Dean had wondered why the roaches were so still.
“Okay then. I’ll give it a shot.”
Dean let loose what he knew through a series of modulated hums. He waxed as poetic as he could about the Cold War, the Iraq wars, Sierra Leone, the fall of Russia, nuclear proliferation, his country’s tyrannical hillbilly puppet leader, Walmart, peak oil, the internet, pandemics, suburban sprawl, the ultimate fallibility of the President’s Twinkie suit (although Dean admired it in theory), colonialism, plastics, uranium, fast food, and global conflict.
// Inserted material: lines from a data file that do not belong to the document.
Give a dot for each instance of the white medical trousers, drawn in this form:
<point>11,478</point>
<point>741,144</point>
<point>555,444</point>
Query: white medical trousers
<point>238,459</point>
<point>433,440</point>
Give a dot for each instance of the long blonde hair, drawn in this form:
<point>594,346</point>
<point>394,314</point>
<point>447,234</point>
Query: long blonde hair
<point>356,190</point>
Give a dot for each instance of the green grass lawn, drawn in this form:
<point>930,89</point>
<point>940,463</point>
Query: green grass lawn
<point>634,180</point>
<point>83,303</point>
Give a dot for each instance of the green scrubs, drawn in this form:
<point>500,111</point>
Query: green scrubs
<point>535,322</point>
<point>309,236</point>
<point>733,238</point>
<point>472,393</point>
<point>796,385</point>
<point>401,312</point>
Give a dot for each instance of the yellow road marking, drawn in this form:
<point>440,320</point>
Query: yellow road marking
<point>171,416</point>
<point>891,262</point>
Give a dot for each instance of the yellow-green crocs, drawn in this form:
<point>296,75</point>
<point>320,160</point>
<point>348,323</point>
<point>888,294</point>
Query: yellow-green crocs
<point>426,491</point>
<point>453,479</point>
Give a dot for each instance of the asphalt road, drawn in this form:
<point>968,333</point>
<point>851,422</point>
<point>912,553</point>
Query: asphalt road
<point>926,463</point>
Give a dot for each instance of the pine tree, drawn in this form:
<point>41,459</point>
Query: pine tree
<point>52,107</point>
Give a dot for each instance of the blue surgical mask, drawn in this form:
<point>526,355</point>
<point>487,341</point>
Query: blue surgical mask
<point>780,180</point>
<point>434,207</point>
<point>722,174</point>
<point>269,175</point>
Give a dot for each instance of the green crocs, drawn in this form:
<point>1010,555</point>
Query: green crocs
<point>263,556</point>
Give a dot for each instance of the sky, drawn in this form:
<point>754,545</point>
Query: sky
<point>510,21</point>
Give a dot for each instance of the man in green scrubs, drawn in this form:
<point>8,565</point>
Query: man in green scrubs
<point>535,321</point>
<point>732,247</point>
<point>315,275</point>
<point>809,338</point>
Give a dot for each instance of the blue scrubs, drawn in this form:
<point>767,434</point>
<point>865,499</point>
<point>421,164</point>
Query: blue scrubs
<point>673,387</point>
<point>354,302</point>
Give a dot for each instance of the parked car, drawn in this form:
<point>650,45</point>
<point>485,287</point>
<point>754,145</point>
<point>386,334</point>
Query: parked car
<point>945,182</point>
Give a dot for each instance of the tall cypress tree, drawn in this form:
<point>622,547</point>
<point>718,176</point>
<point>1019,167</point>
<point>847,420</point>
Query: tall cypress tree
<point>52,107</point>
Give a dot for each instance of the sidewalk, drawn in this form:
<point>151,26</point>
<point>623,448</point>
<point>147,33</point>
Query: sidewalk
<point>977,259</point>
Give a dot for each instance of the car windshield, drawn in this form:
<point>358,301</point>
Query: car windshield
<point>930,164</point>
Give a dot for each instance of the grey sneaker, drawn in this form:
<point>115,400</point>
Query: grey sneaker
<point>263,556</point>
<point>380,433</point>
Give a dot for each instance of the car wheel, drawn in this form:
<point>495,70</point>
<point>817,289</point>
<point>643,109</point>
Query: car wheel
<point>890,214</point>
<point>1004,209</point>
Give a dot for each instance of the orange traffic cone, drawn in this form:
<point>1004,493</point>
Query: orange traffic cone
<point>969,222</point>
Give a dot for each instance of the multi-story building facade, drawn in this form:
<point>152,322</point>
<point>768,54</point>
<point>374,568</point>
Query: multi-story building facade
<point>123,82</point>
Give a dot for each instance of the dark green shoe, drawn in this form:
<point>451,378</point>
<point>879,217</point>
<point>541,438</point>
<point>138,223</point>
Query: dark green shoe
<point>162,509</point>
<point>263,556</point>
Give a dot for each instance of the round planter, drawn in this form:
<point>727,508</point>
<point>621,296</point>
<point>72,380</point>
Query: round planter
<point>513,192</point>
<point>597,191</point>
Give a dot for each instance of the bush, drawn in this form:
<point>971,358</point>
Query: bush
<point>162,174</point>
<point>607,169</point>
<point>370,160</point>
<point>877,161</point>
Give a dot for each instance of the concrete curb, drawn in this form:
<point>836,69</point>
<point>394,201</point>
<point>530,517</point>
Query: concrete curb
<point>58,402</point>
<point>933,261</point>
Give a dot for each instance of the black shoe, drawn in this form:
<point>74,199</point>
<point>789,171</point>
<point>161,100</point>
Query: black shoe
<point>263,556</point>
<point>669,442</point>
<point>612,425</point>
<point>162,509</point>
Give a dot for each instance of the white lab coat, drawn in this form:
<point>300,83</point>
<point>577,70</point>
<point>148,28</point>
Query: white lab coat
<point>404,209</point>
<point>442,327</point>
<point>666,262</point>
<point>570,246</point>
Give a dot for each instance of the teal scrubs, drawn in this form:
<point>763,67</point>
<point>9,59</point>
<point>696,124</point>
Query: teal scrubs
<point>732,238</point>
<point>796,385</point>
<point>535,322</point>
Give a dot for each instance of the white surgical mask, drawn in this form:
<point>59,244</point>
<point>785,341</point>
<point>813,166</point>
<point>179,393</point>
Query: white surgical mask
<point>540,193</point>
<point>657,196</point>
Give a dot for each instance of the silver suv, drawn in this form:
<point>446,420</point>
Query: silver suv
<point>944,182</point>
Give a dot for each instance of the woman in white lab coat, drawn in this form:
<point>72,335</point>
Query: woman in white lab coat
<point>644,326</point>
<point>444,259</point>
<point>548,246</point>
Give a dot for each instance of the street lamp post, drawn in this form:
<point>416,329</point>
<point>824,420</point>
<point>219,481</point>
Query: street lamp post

But when he got to the end of the story it felt like the whole thing was a colossal waste of time because the punch line, no matter what, was this:
…and then we killed ourselves.
Which, Dean felt, was a terribly down way to end his story.
The creature agreed. It shook its beautiful mono-orbital head and retracted the long whips of light which had extended from its back.
“So what” Dean asked, “are you going to do now?”
“I’m not sure. Without your species, I doubt I’ll exist much longer. I’ll probably just fade back into the ether. The worst part is, I think I know why I was finally called down, why the energy was strong enough to bring about a change.”
“Will I understand it if you tell me?”
“Probably. When the bombs started dropping, I think people forgot all of the dark systems which might once have ruled over them. And I think, for a moment, they found their way back into the old energies.”